Felipe Alarcón Echenique ve en «El Principito» su fecundo sueño

El relato de El Principito de Antoine de Saint-Exupery, publicado en el año 1943, ha sido una fuente de inspiración para el universo plástico del hispano-cubano Felipe Alarcón. En su búsqueda de valores esenciales pictóricos y humanistas, en lo relativo a sus series, se ha remitido siempre a las aportaciones culturales e históricas que han tratado de la condición humana, pues nunca se le olvida que la figura del hombre concentra a perpetuidad el símbolo del universo entero, y que incluso la identidad es en primer lugar una cuestión de símbolos.

Sus planteamientos de plena visibilidad se originan en la percepción desde su infancia de la luz del trópico, de la irradiación y reverberación caribeñas, las cuales son las causantes de que al mismo tiempo su magistral dibujo logre la encarnación del misterio que infunde su quehacer. Gracias a la fuerza vital de la que es poseedor, experimenta y plasma a través de la fusión hilvanada de línea y color, obteniendo así un flujo creativo que aborda los proyectos más visionarios y ensoñadores.

En esta producción, que tiene en la narración literaria su numen, establece un íntimo y estrecho vínculo con esta última hasta llegar a realizar en su dimensión estética el mismo viaje y aventura. Una obra plural, como es este caso, es un acto mental, físico y artístico que abarca una totalidad que, a manera de descubrimiento y revelación, circula embrujadamente entre la mirada de los espectadores. Resultado de lo cual es el reflejo de un cosmos con innumerables claves y vertientes.
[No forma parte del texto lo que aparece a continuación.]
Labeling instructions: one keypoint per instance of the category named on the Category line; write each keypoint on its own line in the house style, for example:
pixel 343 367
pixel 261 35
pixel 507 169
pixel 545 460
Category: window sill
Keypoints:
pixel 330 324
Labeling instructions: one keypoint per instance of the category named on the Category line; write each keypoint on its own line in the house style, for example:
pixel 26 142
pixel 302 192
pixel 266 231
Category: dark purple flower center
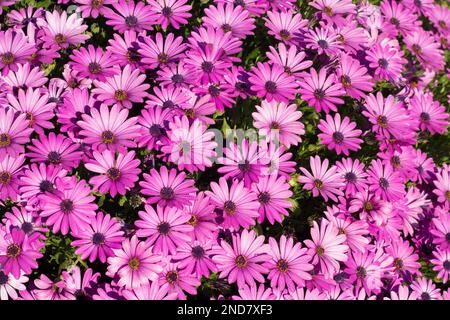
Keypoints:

Una de las características más predominantes en relación a sus trazados anteriores es dar al espacio su propio papel, consistente en que sea un elemento de mayor significación y simultáneamente de considerable desahogo, impidiendo que sea asfixiado y anulado por una saturación imprevista. El hecho de que el autor del libro haya sido un curtido piloto apasionado del vuelo desde muy joven, finalmente desaparecido en una misión de reconocimiento en el mar Mediterráneo en la Segunda Guerra Mundial, es lo que insufló un sentido estelar a su escritura y que Felipe percibió con la intensidad e inmensidad requeridas. Las figuras de la historia contada vuelan y se mueven por esas estrellas y galaxias con las que soñamos a partir de nuestra infancia.

La siguiente anotación es la referida a la secuencia y el ritmo de los dibujos, que se concentran en escenas concretas cuyos pocos personajes —singularizados en una corporeidad reconocible— se acrecientan en un volumen similar, más voluminoso, sin fijar la asimetría usual de experiencias precedentes.

Otra particularidad más es que los distintos motivos ornamentales y arquitectónicos que se sitúan en diferentes posiciones y emplazamientos en el soporte —y que igualmente formulan sus razones respecto a su extensión física— toman su lugar en función del signo que le confiere tanto un entramado simbolista como barroco. Sea o no sea determinante que lo que es esencial ha de ser invisible para los ojos, el autor aporta a la totalidad una diafanidad que da lugar a la emoción, ya que la perspectiva desde la que observamos algo, es la que le otorga significado a ese algo.

Por tanto, es así como el espectador puede constatar que no hay una mera transcripción del texto, sino una idea e impronta plástica privativa de una concepción de la pintura y con ello de un proceso generador de un cúmulo de percepciones, evocaciones, creencias, fantasías, sentimientos y presentimientos. Todo el conjunto apunta a una cosmovisión y hasta a un panteísmo cuyas respuestas son las que invocan la infancia en su supuesta simplicidad sin advertir su compleja significación.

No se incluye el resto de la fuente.